The researchers reported their findings in the September 14, 2005, issue of Cell Metabolism.
Earlier studies in humans have found that cox-2 inhibitors such as rofecoxib cause a decline in prostacyclin, a chemical that normally keeps blood vessels open and prevents blood clots. That decline occurs without a change in concentration of thromboxane, a related agent that constricts vessels and promotes clot formation.
The new study found that, in a strain of mice prone to high blood pressure, an inability to respond to prostacyclin led to cardiac complications, including hypertension, enlarged hearts and severe scarring of the heart. Moreover, they showed, unrestrained action of thromboxane in the mice accentuated the intensity of cardiac damage caused by the high blood pressure.

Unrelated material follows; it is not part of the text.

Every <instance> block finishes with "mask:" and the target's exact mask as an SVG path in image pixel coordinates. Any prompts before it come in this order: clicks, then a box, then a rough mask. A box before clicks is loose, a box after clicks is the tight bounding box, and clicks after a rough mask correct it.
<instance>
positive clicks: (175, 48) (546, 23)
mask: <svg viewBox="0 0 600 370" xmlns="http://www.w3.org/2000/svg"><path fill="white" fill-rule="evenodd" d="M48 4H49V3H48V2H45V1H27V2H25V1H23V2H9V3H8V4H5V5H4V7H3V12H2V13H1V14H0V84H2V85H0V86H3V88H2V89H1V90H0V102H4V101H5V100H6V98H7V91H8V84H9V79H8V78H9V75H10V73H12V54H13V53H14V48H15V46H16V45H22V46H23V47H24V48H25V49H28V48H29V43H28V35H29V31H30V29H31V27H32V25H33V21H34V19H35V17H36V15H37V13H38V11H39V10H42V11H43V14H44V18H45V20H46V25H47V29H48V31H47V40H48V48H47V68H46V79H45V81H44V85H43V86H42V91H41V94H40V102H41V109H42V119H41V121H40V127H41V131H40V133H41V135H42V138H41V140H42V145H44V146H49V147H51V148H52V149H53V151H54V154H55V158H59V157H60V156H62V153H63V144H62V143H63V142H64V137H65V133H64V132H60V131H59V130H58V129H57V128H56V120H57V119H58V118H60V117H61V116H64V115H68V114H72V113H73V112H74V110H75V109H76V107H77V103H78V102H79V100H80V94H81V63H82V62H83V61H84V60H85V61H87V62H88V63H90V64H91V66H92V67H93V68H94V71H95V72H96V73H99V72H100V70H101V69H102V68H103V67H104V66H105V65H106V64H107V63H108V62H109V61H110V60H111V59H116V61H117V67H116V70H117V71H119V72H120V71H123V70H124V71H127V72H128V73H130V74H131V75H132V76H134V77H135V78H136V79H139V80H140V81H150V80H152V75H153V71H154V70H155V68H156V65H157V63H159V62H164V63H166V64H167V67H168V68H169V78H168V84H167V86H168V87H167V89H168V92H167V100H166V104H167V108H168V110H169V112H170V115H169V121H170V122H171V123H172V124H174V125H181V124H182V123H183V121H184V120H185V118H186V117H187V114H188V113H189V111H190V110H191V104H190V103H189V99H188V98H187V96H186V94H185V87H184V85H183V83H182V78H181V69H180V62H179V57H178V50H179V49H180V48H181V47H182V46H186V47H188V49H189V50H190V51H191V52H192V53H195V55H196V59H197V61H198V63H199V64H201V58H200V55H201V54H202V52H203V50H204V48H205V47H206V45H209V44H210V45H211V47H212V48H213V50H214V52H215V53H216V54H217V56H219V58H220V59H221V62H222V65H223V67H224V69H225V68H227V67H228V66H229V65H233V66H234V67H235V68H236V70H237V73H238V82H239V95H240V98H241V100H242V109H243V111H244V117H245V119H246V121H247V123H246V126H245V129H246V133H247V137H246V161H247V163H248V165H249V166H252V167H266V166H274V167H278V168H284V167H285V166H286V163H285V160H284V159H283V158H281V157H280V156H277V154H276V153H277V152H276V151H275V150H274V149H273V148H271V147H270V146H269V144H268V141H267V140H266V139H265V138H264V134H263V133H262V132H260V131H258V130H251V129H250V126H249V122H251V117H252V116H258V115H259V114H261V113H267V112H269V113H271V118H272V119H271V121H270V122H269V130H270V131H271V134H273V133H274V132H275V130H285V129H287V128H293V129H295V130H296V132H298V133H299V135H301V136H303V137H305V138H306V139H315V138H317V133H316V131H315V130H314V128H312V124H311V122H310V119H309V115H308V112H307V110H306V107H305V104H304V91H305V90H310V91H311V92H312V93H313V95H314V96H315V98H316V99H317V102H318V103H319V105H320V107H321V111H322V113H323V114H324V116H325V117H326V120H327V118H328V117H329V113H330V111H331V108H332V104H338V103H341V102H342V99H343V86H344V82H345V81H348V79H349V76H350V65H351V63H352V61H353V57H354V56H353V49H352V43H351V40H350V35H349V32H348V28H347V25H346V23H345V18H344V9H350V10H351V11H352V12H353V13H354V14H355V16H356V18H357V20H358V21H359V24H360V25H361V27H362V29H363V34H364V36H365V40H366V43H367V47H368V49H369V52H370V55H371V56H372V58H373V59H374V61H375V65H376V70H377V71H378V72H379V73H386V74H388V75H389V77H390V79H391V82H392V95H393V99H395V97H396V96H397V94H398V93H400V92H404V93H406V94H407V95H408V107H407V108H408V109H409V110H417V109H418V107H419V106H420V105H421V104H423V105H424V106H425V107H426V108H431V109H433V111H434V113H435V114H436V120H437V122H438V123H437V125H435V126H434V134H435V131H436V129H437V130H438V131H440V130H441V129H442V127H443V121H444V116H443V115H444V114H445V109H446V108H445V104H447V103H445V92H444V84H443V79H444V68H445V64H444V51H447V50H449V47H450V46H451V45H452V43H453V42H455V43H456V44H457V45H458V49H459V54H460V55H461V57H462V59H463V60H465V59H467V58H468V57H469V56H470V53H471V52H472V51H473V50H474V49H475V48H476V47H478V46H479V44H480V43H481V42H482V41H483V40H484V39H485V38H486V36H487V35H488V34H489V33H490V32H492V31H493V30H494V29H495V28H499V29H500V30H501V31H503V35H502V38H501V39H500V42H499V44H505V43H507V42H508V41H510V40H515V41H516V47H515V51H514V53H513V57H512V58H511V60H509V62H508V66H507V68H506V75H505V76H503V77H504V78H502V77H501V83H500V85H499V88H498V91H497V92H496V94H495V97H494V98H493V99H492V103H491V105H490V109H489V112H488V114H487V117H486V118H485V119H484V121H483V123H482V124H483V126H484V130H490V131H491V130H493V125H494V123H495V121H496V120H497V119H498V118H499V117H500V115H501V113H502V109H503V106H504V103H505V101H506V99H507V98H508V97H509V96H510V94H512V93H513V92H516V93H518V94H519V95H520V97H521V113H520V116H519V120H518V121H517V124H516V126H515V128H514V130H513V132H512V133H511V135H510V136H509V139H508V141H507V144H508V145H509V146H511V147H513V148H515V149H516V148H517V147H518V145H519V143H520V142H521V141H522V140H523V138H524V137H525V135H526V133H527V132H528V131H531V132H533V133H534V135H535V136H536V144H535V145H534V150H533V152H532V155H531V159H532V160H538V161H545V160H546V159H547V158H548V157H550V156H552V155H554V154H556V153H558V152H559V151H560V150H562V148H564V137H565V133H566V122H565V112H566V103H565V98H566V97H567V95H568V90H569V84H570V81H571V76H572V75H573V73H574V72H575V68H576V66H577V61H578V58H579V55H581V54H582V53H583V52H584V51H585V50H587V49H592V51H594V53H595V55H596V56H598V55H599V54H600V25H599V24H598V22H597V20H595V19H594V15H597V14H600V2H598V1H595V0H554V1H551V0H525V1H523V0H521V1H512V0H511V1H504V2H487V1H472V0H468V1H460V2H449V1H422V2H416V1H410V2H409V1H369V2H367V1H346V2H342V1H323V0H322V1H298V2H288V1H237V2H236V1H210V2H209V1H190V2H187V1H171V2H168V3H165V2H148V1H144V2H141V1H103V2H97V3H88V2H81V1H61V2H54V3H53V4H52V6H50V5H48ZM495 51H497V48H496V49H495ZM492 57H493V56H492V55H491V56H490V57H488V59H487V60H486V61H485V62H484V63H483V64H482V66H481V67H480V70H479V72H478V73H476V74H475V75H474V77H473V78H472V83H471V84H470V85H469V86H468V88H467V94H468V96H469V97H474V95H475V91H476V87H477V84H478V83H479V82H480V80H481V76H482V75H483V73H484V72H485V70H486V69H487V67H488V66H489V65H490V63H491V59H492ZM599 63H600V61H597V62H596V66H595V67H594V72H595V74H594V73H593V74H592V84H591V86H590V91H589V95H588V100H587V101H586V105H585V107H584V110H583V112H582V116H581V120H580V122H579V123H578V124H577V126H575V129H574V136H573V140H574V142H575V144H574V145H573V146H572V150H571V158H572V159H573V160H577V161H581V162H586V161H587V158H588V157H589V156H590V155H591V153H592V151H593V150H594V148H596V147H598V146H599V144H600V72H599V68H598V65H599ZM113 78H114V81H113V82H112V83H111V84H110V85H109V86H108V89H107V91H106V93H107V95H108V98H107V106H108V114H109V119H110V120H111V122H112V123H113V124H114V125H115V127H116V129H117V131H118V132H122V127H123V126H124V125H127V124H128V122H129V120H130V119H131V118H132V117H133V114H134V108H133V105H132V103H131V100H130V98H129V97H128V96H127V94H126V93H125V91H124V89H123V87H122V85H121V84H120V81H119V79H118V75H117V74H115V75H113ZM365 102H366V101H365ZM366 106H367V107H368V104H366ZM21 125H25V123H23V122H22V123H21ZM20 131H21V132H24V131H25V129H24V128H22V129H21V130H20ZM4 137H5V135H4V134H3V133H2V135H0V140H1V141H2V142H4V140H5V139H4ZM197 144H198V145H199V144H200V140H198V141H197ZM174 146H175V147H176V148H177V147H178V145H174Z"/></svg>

"The current results suggest that such a chemical imbalance in patients taking selective cox-2 inhibitor painkillers may present a cardiovascular hazard -- particularly for people already predisposed to high blood pressure," said senior author of the study Thomas Coffman, M.D., chief of nephrology in the department of medicine.
Cox-2 inhibitors and other non-steroidal anti-inflammatory drugs (NSAIDS) -- including aspirin and ibuprofen -- all reduce inflammation and pain by blocking the function of the so-called cox enzymes, cox-1 and cox-2. Cox enzymes normally produce prostanoids-- a family of chemicals, including prostaglandins and thromboxanes, with many important functions throughout the body.